Schnell und entschlossen krempelt Pep Guardiola die Münchner Meistermannschaft um. Er hat ein noch offensiveres Spielsystem und rotierende Positionen eingeführt - und stellt nebenbei auch manche Hierarchie im Club in Frage.
Von Sebastian Winter

Pep Guardiola sitzt im blauen Poloshirt auf dem Podium, er soll ein Fazit ziehen nach dem Trainingslager seiner Mannschaft am Gardasee. Der Trainer des FC Bayern München nimmt einen Schluck aus dem halbvollen Glas Wasser, runzelte die Stirn und sagte: "Guten Tag. Ich glaube, wir sind ein bisschen besser als vor einer Woche. Ich bin zufrieden, das ist ein Schritt nach vorn." Punkt.
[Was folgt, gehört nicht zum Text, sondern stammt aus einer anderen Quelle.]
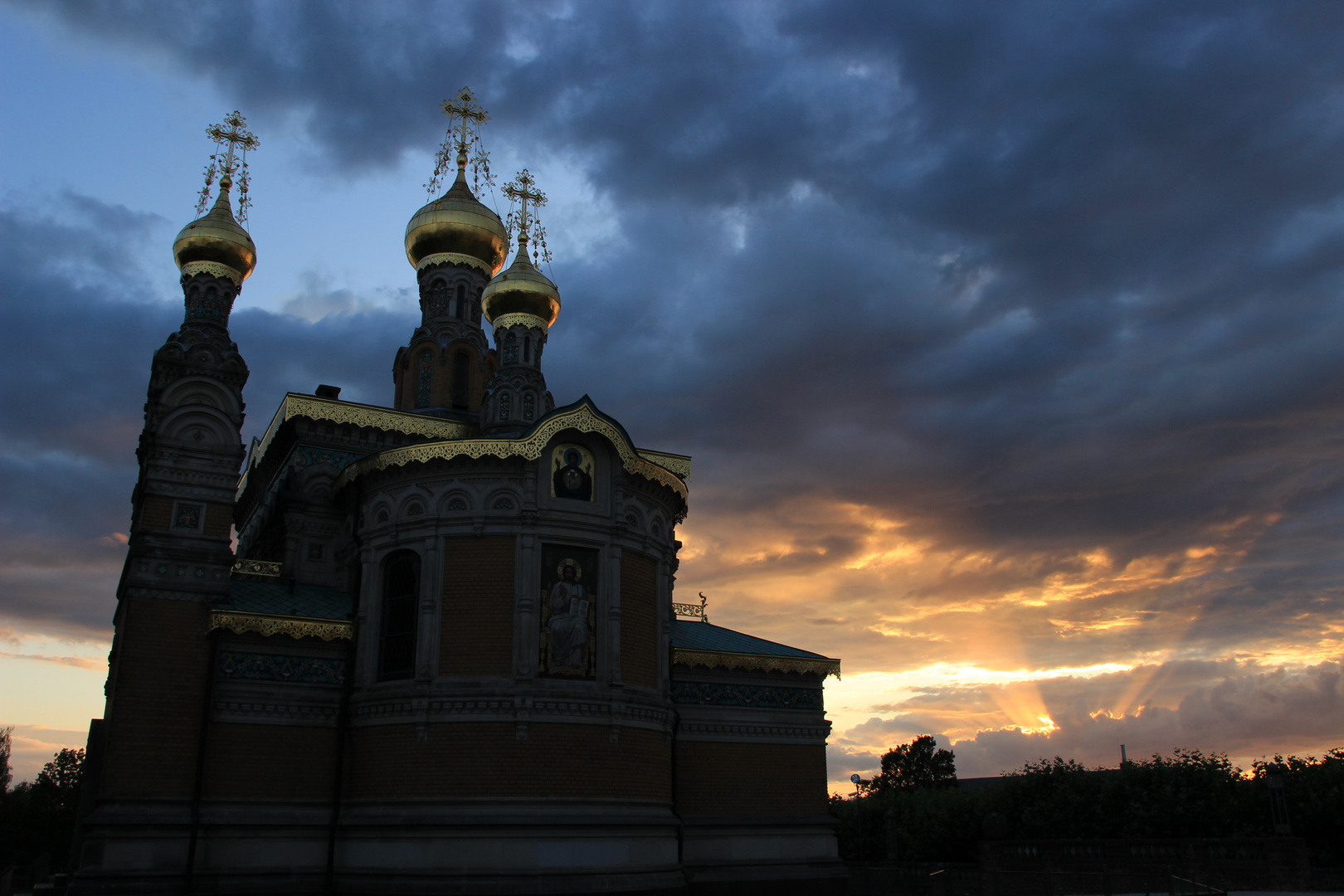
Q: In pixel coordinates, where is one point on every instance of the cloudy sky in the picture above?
(1006, 336)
Nur wenig später erstaunt er die Zuhörer mit einer konkreten Ansage: Er will Barcelonas Mittelfeld-Talent Thiago Alcántara verpflichten. Das ist so ungewöhnlich wie frech. Und man ahnt, dass da einer sitzt, der auch seinem eigenen Arbeitgeber noch öfter unbequem werden dürfte.

Guardiola wirkte sehr entschlossen in dieser Woche am Gardasee. In seinen Worten, die er in täglich besserem Deutsch formuliert. Aber auch in seinem Auftreten auf und neben dem Platz. Mit den Spielern redet er ständig auf dem Rasen, oft heftig gestikulierend, manchmal fast ungeduldig. Im Training am Mittwochabend hat er kurz gezeigt, was er selbst noch am Ball kann: Ein 30-Meter-Schuss des 42-Jährigen landete im rechten oberen Toreck, und bei einer Kurzpass-Übung, die er wie selbstverständlich im Kreis seiner Spieler absolvierte, ärgerte er sich maßlos über eigene schlechte Pässe. "Meine erste Periode bei Barcelona war wie jetzt hier bei den Bayern: mit Drang", sagt Guardiola. Dieser Drang ist deutlich zu vernehmen.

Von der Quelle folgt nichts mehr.